Explanation and recognition of swelling soil, extensive bibliography, glossary, and estimate of swell potential. Includes colored maps covering the Front Range area from Ft. Collins to Pueblo by Stephen Hart. 23 pages. 13 figures. 1 table. 4 plates (1:1,000,000). Digital PDF download. EG-07D

Excerpted from the report introduction:
Swelling is generally caused by expansion due to wetting of certain clay minerals in dry soils. Therefore, arid or semiarid areas such as Colorado with seasonal changes in soil moisture, experience a much higher frequency of swelling problems than eastern states which have higher rain-fall. The Front Range Urban Corridor includes the foothills and piedmont area of Colorado from Fort Collins and Greeley on the north to Pueblo and Canon City on the south. This area includes more than 80 percent of Colorado’s population. Although only half of the 30 sedimentary bedrock formations that are exposed in the Urban Corridor contain swelling clay, these swelling formations underlie all of the major cities. Swelling clays are, therefore, one of the most significant, widespread, and costly, but least publicized, geologic hazards in Colorado.

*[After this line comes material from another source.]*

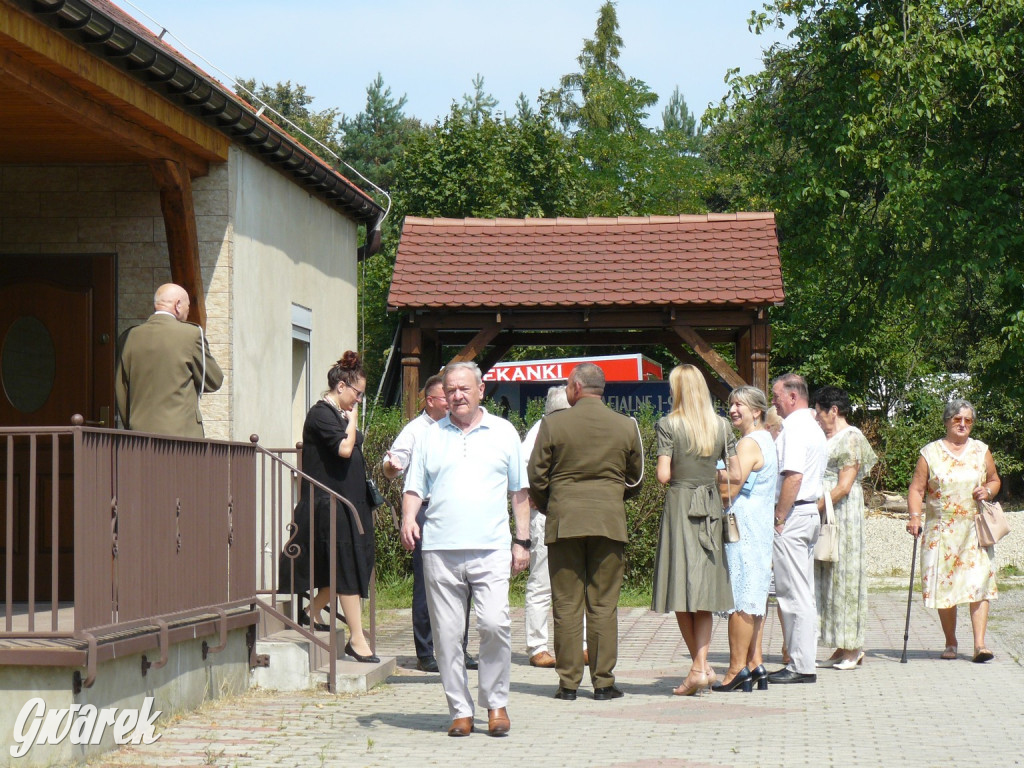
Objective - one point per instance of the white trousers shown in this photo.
(793, 560)
(538, 588)
(452, 577)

The report sections include: What is swelling clay; How can one recognize swelling soil or rock; Examples of swelling clay damage; Potential hazard areas in the Urban Corridor; What can be done to minimize damage; and Suggestions for further study. Also included are four appendices containing a) Glossary, b) Sources of project data, c) Factors influencing swelling of natural clay soils, and d) Methods for estimating swell potential from soil index properties.